The company employed more than 13,500 people worldwide.

==Expansion and acquisition==
On Sunday, November 19, 2006, Freeport-McMoRan announced that it planned to acquire Phelps Dodge for $25.9 billion in cash and stock. Stockholders for both companies voted on the proposal March 14, 2007. On Monday, March 19, 2007, Phelps Dodge Corporation was acquired by Freeport-McMoRan (NYSE: FCX), creating the world's largest publicly traded copper company, with 25,000 employees at acquisition.

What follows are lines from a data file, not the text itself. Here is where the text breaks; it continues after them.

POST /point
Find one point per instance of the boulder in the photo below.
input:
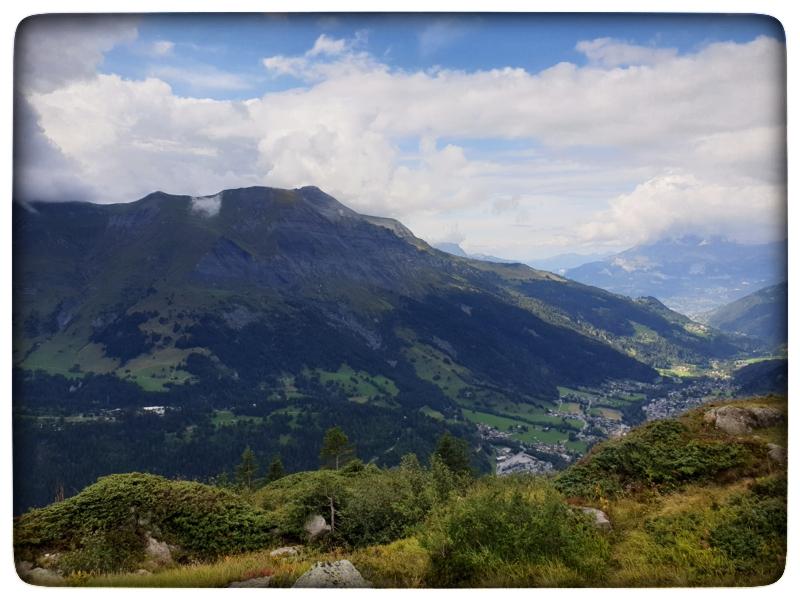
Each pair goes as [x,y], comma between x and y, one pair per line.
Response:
[286,551]
[41,576]
[777,453]
[601,520]
[740,420]
[316,526]
[339,574]
[255,582]
[157,552]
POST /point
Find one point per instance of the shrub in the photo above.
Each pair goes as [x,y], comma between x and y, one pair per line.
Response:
[661,455]
[103,528]
[510,523]
[371,505]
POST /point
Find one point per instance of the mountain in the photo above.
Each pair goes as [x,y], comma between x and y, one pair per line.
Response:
[762,315]
[651,508]
[151,334]
[451,248]
[689,274]
[456,250]
[561,263]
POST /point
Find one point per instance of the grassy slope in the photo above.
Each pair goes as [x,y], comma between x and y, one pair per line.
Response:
[666,530]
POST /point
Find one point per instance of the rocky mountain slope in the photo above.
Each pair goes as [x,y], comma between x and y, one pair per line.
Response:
[263,316]
[695,501]
[689,274]
[762,315]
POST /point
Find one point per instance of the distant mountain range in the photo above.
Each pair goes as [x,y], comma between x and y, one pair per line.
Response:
[762,315]
[457,250]
[264,282]
[691,275]
[561,263]
[263,316]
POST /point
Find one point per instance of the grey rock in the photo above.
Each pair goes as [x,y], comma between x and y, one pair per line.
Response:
[316,526]
[157,552]
[740,420]
[255,582]
[41,576]
[601,520]
[24,566]
[777,453]
[339,574]
[286,551]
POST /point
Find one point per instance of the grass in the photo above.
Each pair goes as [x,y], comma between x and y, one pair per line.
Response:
[285,572]
[359,385]
[607,413]
[432,413]
[401,564]
[223,418]
[534,434]
[434,366]
[565,391]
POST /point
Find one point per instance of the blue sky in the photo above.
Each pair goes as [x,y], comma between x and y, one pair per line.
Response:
[521,136]
[236,44]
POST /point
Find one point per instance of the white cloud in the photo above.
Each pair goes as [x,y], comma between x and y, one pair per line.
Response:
[680,203]
[327,45]
[697,133]
[53,50]
[162,48]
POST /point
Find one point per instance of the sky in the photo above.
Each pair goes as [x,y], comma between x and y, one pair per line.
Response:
[521,136]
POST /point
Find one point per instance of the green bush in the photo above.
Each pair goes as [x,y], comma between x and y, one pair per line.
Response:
[371,505]
[513,523]
[743,537]
[661,455]
[104,527]
[754,532]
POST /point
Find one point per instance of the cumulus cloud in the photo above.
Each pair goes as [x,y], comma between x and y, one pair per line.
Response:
[679,203]
[53,50]
[623,137]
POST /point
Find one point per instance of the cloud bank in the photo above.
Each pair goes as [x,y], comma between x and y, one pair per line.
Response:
[637,143]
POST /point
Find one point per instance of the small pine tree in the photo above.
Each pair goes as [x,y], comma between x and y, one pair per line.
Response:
[336,449]
[454,453]
[275,470]
[247,469]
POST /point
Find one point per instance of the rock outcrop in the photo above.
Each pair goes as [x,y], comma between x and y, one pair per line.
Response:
[777,453]
[741,420]
[601,520]
[316,527]
[285,551]
[339,574]
[158,554]
[255,582]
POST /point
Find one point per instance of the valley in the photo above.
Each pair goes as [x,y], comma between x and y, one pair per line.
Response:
[149,334]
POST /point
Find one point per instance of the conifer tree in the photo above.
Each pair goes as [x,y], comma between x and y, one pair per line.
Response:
[275,470]
[247,469]
[454,453]
[336,449]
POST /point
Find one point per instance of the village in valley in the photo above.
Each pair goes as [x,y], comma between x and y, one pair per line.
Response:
[606,412]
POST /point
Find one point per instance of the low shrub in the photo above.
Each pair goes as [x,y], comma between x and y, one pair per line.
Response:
[103,528]
[660,456]
[370,505]
[513,523]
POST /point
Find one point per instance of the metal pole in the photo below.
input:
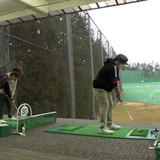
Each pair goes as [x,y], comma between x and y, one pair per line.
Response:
[92,66]
[101,48]
[71,65]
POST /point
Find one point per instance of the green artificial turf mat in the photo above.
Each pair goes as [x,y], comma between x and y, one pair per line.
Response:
[135,132]
[71,127]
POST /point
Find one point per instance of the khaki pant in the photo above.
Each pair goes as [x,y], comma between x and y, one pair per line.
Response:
[105,104]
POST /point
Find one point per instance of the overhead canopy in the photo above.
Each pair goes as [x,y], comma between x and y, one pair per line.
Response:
[17,11]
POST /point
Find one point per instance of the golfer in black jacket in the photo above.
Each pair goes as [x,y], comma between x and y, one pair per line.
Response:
[107,80]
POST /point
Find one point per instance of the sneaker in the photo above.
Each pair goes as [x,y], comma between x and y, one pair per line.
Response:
[2,121]
[105,130]
[12,119]
[113,126]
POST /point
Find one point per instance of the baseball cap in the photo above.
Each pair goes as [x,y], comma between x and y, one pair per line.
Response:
[123,59]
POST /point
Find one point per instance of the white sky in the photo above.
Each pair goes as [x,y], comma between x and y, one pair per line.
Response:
[132,29]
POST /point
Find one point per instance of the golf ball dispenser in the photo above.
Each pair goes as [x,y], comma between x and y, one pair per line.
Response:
[22,111]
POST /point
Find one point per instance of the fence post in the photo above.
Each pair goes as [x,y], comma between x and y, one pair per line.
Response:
[71,65]
[92,66]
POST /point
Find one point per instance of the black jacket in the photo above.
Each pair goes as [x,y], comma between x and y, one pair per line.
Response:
[108,76]
[5,85]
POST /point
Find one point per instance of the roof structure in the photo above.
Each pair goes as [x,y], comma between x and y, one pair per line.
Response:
[17,11]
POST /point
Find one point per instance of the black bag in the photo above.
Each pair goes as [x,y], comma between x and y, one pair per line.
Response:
[3,80]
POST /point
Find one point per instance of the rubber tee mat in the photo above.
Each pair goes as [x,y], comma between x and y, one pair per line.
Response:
[93,130]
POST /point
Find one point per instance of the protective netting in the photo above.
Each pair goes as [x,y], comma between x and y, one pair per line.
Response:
[59,57]
[141,86]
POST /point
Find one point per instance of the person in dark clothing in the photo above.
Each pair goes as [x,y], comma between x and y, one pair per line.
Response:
[5,90]
[108,79]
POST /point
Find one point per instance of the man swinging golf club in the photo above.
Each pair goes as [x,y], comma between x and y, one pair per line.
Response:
[107,80]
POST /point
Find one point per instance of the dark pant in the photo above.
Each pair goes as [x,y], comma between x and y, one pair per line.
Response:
[4,99]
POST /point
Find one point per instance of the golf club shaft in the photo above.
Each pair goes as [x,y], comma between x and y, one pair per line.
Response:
[128,114]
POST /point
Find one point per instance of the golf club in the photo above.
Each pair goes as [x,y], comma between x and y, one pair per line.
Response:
[139,130]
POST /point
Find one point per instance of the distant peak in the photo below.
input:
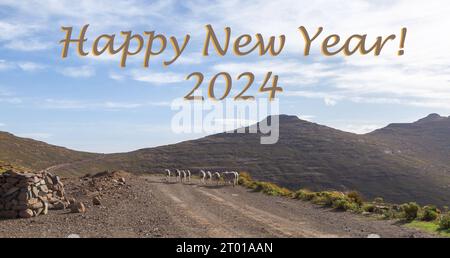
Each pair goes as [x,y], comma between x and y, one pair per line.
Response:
[284,118]
[432,118]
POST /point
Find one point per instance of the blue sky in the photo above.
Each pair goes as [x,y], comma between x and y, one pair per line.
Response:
[91,104]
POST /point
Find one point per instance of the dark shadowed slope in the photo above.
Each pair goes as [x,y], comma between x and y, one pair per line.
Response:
[307,155]
[35,154]
[427,138]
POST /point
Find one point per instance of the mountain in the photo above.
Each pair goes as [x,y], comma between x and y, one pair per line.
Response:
[402,162]
[17,152]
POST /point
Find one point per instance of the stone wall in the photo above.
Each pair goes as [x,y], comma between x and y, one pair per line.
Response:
[26,195]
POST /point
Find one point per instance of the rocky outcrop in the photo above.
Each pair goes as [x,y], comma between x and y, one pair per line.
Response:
[26,195]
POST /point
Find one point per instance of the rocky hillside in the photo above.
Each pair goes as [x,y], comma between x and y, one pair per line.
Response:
[35,154]
[313,156]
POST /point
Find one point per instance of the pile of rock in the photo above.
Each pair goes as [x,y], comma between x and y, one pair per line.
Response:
[26,195]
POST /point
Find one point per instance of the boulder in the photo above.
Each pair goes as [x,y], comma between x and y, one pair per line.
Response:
[77,207]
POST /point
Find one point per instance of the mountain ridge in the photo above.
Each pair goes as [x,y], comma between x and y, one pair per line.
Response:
[389,162]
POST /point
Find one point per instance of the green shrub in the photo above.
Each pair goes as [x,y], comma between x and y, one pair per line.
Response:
[378,200]
[272,189]
[304,195]
[410,210]
[444,222]
[429,213]
[344,205]
[355,197]
[245,179]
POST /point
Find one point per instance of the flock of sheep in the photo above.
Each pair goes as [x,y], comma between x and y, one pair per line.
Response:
[183,176]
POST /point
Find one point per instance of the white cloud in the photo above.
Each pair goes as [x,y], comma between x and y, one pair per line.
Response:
[106,105]
[26,46]
[156,77]
[36,135]
[78,72]
[115,76]
[4,65]
[359,128]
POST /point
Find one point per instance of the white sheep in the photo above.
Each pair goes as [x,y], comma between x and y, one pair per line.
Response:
[202,175]
[216,176]
[209,176]
[188,175]
[178,175]
[183,176]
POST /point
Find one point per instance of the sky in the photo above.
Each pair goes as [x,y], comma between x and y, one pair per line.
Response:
[91,104]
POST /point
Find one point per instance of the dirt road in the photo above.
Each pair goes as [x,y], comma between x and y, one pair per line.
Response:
[146,206]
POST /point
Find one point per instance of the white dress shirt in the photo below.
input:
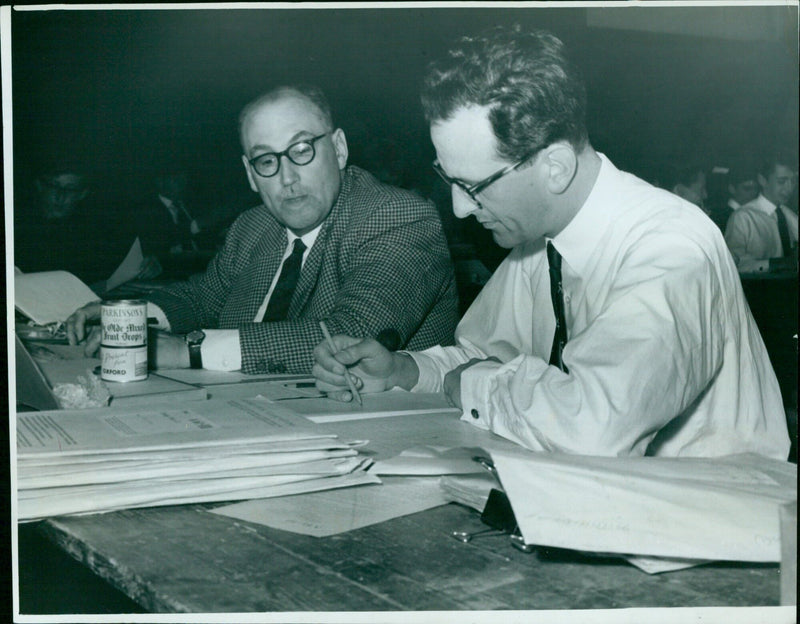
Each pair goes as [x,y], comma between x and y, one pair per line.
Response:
[753,237]
[221,349]
[664,357]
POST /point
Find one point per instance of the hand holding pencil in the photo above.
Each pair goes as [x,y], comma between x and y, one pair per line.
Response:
[345,367]
[332,345]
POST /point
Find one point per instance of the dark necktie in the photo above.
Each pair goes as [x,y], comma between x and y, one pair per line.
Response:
[287,281]
[783,230]
[557,295]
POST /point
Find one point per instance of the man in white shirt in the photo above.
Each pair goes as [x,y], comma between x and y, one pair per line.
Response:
[762,235]
[643,345]
[742,186]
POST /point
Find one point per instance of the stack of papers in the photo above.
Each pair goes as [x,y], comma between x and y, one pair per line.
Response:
[88,461]
[720,508]
[50,296]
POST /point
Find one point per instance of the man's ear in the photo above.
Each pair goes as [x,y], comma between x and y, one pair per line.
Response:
[562,165]
[682,191]
[249,173]
[340,145]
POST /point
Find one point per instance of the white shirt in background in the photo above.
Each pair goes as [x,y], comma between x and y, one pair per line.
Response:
[663,354]
[753,237]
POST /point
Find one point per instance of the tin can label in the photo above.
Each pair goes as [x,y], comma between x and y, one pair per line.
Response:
[123,347]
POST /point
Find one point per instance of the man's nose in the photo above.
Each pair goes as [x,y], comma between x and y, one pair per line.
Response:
[463,204]
[288,171]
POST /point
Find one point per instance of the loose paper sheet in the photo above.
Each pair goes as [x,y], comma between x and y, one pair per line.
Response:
[50,296]
[129,268]
[327,513]
[695,508]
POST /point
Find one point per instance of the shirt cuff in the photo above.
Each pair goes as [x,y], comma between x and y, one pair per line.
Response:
[153,311]
[221,350]
[476,389]
[430,377]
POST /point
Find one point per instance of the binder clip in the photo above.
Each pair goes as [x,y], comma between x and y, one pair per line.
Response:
[497,514]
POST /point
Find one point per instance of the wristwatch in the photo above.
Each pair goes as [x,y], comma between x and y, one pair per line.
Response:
[193,340]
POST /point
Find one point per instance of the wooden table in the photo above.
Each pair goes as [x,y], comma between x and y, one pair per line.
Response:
[185,559]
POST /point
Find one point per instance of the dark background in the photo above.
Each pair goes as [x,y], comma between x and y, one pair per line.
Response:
[131,92]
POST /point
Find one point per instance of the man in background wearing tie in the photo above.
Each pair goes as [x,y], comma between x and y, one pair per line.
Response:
[762,235]
[617,323]
[329,243]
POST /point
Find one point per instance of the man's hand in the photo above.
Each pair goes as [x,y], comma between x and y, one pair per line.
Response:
[165,350]
[371,366]
[76,328]
[452,381]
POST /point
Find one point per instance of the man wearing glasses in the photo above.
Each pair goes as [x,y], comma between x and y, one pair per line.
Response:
[330,243]
[617,323]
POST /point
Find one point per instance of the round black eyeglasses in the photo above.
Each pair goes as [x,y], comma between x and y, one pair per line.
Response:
[479,187]
[301,153]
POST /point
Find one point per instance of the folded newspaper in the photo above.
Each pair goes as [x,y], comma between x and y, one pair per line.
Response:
[89,461]
[684,510]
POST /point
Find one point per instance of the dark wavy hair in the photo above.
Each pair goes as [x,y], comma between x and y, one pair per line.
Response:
[535,93]
[311,92]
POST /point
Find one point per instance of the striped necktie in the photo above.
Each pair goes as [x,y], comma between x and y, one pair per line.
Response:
[287,282]
[783,230]
[557,295]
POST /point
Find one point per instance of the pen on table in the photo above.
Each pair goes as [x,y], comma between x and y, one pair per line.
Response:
[332,345]
[151,320]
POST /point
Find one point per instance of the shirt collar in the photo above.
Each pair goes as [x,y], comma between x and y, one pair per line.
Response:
[573,242]
[763,204]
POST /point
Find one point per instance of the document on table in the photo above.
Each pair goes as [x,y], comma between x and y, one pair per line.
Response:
[50,296]
[336,511]
[378,405]
[689,508]
[201,424]
[82,461]
[112,497]
[205,377]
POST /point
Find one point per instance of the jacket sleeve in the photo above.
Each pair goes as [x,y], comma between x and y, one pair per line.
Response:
[197,302]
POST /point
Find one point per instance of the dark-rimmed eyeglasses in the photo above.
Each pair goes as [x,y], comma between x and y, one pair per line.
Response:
[301,153]
[479,187]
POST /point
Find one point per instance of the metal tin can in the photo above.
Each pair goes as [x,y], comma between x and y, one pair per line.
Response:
[123,347]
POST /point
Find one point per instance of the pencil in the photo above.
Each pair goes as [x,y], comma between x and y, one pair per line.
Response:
[331,344]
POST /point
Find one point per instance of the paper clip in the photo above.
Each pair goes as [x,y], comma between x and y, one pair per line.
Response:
[497,514]
[463,536]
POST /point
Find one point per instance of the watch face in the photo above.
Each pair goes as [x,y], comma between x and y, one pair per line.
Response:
[195,337]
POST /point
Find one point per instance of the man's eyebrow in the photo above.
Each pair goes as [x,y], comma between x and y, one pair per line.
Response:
[295,138]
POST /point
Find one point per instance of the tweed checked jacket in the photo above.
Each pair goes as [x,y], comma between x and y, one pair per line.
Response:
[380,262]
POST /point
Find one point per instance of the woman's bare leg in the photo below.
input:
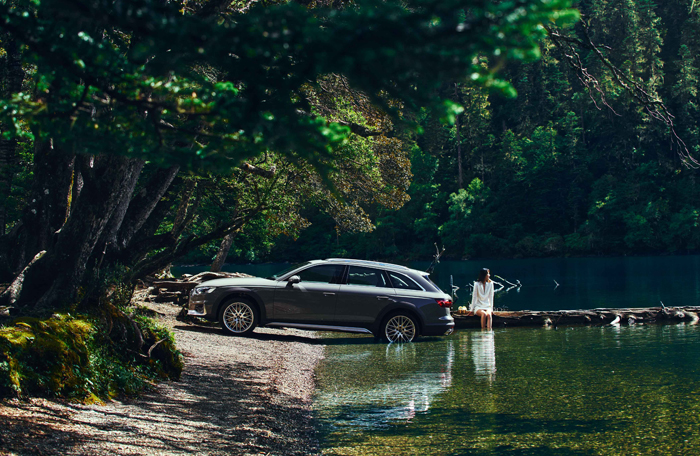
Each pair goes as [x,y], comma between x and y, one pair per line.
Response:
[486,318]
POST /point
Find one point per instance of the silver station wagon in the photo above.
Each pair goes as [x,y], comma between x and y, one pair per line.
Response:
[395,303]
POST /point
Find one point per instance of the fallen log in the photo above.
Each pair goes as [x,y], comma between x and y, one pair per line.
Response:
[592,317]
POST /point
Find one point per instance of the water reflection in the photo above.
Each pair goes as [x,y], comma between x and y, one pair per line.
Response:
[592,390]
[484,355]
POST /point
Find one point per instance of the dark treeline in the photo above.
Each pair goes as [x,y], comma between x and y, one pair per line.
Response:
[556,171]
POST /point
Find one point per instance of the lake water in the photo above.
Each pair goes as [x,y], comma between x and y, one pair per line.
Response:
[583,283]
[516,391]
[524,391]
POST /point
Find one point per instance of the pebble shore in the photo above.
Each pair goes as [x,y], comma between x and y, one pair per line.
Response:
[237,396]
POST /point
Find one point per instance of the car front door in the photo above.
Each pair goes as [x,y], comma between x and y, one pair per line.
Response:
[313,299]
[360,300]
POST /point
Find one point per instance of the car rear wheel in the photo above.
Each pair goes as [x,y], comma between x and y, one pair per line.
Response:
[239,317]
[400,328]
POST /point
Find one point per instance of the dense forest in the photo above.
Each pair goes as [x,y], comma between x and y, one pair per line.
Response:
[567,167]
[137,132]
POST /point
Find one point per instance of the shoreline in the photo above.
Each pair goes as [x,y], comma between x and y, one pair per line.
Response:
[237,395]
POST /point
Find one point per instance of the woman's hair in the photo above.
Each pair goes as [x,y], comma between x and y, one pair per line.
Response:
[482,275]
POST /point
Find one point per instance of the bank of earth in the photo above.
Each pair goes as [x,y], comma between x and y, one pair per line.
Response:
[237,395]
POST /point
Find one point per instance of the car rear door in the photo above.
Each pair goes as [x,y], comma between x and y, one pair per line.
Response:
[362,297]
[313,299]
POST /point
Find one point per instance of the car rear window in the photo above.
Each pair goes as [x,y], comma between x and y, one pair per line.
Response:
[325,273]
[368,277]
[403,282]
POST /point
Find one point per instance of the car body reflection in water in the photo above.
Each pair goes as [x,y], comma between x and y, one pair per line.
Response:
[375,386]
[484,355]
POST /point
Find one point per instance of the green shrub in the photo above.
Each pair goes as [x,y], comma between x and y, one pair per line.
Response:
[82,358]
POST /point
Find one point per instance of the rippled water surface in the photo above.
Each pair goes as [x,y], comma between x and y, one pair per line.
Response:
[519,391]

At the time of its acquisition in 2007, Phelps Dodge Corporation had large copper mining operations in Bagdad, Morenci, Sahuarita, Safford and Miami, Arizona. In New Mexico, the Tyrone, between Lordsburg and Silver City and the El Chino Mine, northeast of Bayard. Several of these locations provide ores rich in molybdenum as well. It had recently begun development of the Safford Mine near Safford, Arizona. In 2006, revenue was $11.910 billion USD, operating income was $4.226 billion, and net income was $3.017 billion.

==Environmental record==

As of 2013, the Political Economy Research Institute identified Phelps Dodge as the 41st-largest corporate producer of Air pollution in the United States, with roughly 4.50 million pounds of toxins released annually into the air. Major pollutants included sulfuric acid, chromium compounds, lead compounds, and chlorine. The Center for Public Integrity has reported that Phelps Dodge is named as a potentially responsible party in at least 13 Superfund toxic waste sites.

== Worker death ==
By June 1998, Reynaldo Delgado had worked for the Phelps Dodge smelting plant in Hurley, New Mexico, for two years. The plant had recently incurred a 10-day shut-down, and, on June 30, 1998, the crew Mr. Delgado was assigned to was short-handed. When the crew encountered an emergency situation known as a "runaway," Mr. Delgado's supervisors ordered him to enter – alone – a tunnel to remove a ladle that was overflowing with molten slag. Mr. Delgado was not qualified to perform this task and had never done so under runaway conditions, facts which he repeatedly told his supervisors. Following several instances of protesting and requesting help, which were refused by his supervisors, Mr. Delgado was sent to perform this task. There was an explosion inside the tunnel, and he subsequently emerged from the tunnel fully engulfed in flames and collapsed at the scene. He suffered third degree burns over his entire body and later died at an Arizona hospital.